Despite firehouse rejection, Gearhart council mulls land swap

Published 2:00 pm Friday, August 19, 2022

In May, Gearhart voters rejected a $14.5 million bond measure for a new firehouse, a stinging message to city leaders who had argued that the project was critical to replace the aging fire station on Pacific Way.

The proposal was defeated by a two-thirds vote.

But the city may still pursue a land swap plan to bring land originally intended for the station into the city’s urban growth boundary.

“I thought it was a great-looking property myself,” Mayor Kerry Smith said at a council work session Aug. 18. “I don’t see a downside. A nice park adjacent to the butterfly habitat is a great thing. And the upper lot, the one that was at one time going to be for the fire station — I think that’s a great location for a lot of things the city could do.”

No property rights would be changed and no land would be given up, City Attorney Peter Watts said.

“The developers will be able to develop it in R-1 residential designation and we would receive approximately 5 acres, approximately half for a public park and then the other half could be used for a public purpose,” he said.

While there are no new plans for a fire or police station at the site, councilors weighed options in pursuing the land swap with developers. “This is vacant land up here until you have another opportunity,” City Administrator Chad Sweet said.

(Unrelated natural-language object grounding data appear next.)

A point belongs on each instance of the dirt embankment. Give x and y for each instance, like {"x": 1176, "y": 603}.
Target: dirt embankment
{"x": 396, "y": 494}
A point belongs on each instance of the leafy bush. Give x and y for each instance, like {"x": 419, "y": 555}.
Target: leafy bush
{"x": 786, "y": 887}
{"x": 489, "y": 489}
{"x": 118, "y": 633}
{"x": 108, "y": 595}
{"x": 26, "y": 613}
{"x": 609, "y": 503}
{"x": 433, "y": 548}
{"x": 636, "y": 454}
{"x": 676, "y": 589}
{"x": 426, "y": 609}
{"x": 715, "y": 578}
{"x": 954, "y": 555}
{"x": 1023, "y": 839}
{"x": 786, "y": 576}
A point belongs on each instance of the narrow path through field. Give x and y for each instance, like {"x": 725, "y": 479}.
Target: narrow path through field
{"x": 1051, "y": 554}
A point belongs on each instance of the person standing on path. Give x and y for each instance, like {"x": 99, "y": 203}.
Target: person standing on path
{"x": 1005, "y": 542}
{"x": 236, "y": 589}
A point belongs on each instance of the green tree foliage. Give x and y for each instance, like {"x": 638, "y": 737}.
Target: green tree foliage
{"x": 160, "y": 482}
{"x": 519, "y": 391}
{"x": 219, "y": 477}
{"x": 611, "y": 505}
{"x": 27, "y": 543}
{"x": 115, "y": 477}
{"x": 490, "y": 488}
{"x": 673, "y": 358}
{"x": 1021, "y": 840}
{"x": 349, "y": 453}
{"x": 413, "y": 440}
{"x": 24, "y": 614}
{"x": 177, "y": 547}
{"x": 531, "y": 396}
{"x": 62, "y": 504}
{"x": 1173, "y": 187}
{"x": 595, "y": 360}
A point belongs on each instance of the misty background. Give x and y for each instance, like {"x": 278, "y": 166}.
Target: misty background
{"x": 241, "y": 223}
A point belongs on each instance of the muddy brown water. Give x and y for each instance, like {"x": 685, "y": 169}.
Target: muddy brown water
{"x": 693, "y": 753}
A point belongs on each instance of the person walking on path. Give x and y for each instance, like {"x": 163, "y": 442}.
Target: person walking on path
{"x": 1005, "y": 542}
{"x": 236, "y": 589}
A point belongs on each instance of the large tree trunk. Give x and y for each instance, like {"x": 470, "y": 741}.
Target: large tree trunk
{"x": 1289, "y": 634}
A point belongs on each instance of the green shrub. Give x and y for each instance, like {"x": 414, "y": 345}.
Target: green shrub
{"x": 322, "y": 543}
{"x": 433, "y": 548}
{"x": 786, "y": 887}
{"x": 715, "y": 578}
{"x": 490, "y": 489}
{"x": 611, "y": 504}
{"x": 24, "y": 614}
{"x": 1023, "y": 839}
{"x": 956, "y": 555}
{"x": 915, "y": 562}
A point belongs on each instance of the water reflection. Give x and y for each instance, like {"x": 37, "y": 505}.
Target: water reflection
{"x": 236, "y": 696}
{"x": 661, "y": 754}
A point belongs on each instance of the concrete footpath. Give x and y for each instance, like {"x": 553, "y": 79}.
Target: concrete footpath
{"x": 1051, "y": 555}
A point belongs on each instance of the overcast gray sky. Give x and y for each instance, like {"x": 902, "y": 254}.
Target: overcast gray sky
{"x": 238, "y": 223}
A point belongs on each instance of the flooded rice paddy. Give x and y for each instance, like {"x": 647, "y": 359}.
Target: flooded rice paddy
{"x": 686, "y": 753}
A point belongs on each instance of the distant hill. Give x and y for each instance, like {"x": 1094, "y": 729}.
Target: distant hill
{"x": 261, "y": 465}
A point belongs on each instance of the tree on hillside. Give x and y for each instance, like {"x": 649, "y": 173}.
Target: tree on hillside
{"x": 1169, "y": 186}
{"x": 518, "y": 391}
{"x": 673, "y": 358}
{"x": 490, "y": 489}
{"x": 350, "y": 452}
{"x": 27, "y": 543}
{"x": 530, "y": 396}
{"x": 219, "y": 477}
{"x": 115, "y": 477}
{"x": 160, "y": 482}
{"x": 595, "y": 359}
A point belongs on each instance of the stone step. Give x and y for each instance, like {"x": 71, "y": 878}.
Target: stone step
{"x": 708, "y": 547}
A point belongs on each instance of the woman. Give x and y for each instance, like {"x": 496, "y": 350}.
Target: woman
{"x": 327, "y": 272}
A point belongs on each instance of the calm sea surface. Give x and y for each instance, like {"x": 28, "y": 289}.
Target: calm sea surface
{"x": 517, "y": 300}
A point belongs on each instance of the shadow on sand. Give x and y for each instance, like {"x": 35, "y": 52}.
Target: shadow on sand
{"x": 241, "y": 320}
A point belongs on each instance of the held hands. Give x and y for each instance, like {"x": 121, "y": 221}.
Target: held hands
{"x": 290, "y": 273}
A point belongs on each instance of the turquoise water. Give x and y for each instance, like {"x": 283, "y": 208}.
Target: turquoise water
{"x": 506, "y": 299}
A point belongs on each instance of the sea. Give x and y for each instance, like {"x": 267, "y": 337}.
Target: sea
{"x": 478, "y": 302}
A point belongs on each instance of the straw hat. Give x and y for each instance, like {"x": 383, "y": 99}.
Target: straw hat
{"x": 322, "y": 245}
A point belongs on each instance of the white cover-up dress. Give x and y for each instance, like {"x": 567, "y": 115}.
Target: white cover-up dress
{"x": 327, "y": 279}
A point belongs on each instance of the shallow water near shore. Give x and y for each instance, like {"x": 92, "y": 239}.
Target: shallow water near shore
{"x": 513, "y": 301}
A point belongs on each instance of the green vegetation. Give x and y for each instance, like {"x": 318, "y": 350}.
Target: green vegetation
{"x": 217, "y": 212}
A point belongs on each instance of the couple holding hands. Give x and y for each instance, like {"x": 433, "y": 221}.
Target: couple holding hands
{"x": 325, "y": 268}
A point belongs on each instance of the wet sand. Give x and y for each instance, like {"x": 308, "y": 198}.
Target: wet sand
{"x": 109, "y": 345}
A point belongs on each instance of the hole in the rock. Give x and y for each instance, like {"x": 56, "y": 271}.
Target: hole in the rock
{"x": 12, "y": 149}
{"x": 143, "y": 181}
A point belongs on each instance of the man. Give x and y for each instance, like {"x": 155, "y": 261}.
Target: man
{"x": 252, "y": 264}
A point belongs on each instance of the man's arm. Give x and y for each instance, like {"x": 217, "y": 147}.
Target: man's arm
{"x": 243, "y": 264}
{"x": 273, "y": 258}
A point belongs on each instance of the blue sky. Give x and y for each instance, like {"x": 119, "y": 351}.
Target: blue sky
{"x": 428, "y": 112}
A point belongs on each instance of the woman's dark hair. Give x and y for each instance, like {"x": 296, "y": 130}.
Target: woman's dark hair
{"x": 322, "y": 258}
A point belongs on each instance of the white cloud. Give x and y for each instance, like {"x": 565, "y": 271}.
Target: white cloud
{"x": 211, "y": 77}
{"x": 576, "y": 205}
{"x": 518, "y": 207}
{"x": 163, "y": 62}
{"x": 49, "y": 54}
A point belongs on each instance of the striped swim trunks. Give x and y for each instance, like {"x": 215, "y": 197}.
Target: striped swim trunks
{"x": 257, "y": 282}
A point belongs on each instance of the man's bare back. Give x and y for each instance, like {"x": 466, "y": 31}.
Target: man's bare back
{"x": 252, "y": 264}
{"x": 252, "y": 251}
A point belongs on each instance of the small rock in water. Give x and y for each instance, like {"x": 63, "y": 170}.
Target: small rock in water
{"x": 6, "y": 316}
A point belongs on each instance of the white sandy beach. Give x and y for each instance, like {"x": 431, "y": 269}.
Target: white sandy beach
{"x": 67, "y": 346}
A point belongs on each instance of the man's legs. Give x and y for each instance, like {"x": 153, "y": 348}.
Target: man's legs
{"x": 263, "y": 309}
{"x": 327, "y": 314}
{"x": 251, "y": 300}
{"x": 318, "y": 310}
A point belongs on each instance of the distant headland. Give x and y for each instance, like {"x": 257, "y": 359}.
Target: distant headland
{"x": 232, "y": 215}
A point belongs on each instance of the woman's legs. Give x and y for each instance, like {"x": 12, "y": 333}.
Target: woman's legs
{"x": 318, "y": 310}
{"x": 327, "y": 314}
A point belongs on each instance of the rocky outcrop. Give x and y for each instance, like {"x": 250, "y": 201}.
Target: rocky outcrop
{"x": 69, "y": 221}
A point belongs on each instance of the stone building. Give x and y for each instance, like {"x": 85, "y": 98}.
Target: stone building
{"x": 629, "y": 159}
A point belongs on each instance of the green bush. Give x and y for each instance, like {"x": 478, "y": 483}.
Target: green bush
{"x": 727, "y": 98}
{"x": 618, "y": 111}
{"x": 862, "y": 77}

Potential benefits would include added buildable land stock and redundancy of the water system. The site could serve as a helicopter landing area or dunes passageway in the event of a Cascadia Subduction Zone event.

According to terms of the August 2021 contingent land transfer agreement signed by the city and developers of Cottages at Gearhart LLC, two parcels would be turned over to the city, a 3-acre park parcel on the south side and a 1-acre parcel on top of the dune site.

The agreement calls for owners, a group of local builders and developers, to exchange the two lots outside Gearhart’s urban growth boundary for use as a park and a new firehouse and resiliency station. In exchange the city would give 34 acres west of the city’s no-build zone into the county, most of it unsuitable for development.

The developers could get about 22 to 25 houses into the property under county 1-acre zoning as opposed to the city’s zoning of 10,000 square feet per lot. Under city zoning, the property could have up to 48 houses.

“The developers will be able to develop it in R-1 residential designation, and we would receive approximately five acres – approximately half for a public park and then the other half could be used for a public purpose,” Watts said. “The city’s not getting into the development game. We’re getting property in order to benefit members of the public.”

In addition, the land exchange would allow the city to loop pipes and add redundancy to the city’s water system.

“It’s a public health benefit,” Watts said. “It would allow us to provide water outside of the city.”

If the city is unable to bring the property into the urban growth boundary within one year from the signing on Aug. 23, the agreement would terminate unless both parties agree to an extension, Watts said.

The cons of that would be fewer houses, Watts said, with a potential loss of property tax income to the city of about $80,000.

If councilors move forward with an extension of the agreement at the next meeting on Sept. 7, the state’s Department of Land Conservation and Development would need to approve the deal.

“You, as the City Council, do not have final say on whether this happens because it has to be approved by the Department of Land Conservation Development,” Watts said. “They have the final say regarding this and it’s a technical decision that is made by them.”

Whether the city decides to make the deal, developers will proceed with a minimum of 21 lots, Cottages at Gearhart investor Ryan Osburn said. With or without a deal with the city, he said, “We’re going to develop it. There’s no doubt.”